Anne Arundel's man of many conflicts Thomas Redmond: Councilman should have disclosed business deal before vote.

September 24, 1997

THOMAS W. REDMOND SR. could have saved himself a great deal of embarrassment had he revealed his business relationship with William H. DeBaugh Jr.

Instead, the Anne Arundel County councilman decided not to say anything. Along with his other problems -- personal bankruptcy, his former wife's allegations that he threatened her, a possible contempt citation for failing to heed a judge's order -- Mr. Redmond's integrity is once again in question.

Part-time elected officials who own local businesses will invariably run into occasions when they must vote on matters that may affect their financial relationships. Disclosing any potential conflict of interest, no matter how tenuous, is the best method for putting ethical questions to rest.

Had the Pasadena councilman disclosed that his trucking business earns thousands of dollars annually by hauling wood and construction debris to Mr. DeBaugh's recycling company, and by picking up trash there, Mr. Redmond would have one less ethical cloud hanging over his head today. Because Mr. Redmond introduced a measure and cast the deciding vote for an ordinance that permits ''wood waste recycling'' on commercial property -- essentially preserving Mr. DeBaugh's non-conforming business -- it appears Mr. Redmond was helping himself as well as his friend and customer.

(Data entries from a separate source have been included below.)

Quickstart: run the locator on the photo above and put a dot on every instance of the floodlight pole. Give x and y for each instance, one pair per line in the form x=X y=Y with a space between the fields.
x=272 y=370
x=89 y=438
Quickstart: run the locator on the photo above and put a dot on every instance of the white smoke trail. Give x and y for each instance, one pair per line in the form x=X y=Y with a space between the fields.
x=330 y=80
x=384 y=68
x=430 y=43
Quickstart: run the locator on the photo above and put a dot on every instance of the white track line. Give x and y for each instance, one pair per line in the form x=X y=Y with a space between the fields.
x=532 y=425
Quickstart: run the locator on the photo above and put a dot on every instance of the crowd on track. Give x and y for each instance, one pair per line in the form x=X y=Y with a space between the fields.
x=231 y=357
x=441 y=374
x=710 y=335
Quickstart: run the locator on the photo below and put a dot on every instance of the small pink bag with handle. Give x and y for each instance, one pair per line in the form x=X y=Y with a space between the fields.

No one expects Mr. Redmond, or anyone in public life, to close up a business he or she had spent years building for the sake of a part-time position on the council. But the public has a right to expect its representatives, when faced with potential conflicts of interest, to do all they can to alleviate suspicions that they are using their offices for private gain.

Mr. Redmond should have disclosed his relationship with Mr. DeBaugh before the wood-waste recycling vote. Then he could have recused himself from sponsoring or voting on the legislation -- the prudent course of action. Or he could have legislated, as he did, and suffered the political consequences.

By failing to disclose, Mr. Redmond has exhibited the kind of behavior that feeds public cynicism and ultimately degrades the quality of democracy. Since it is too late to reconsider the bill, Mr. Redmond should think about apologizing for his unacceptable behavior.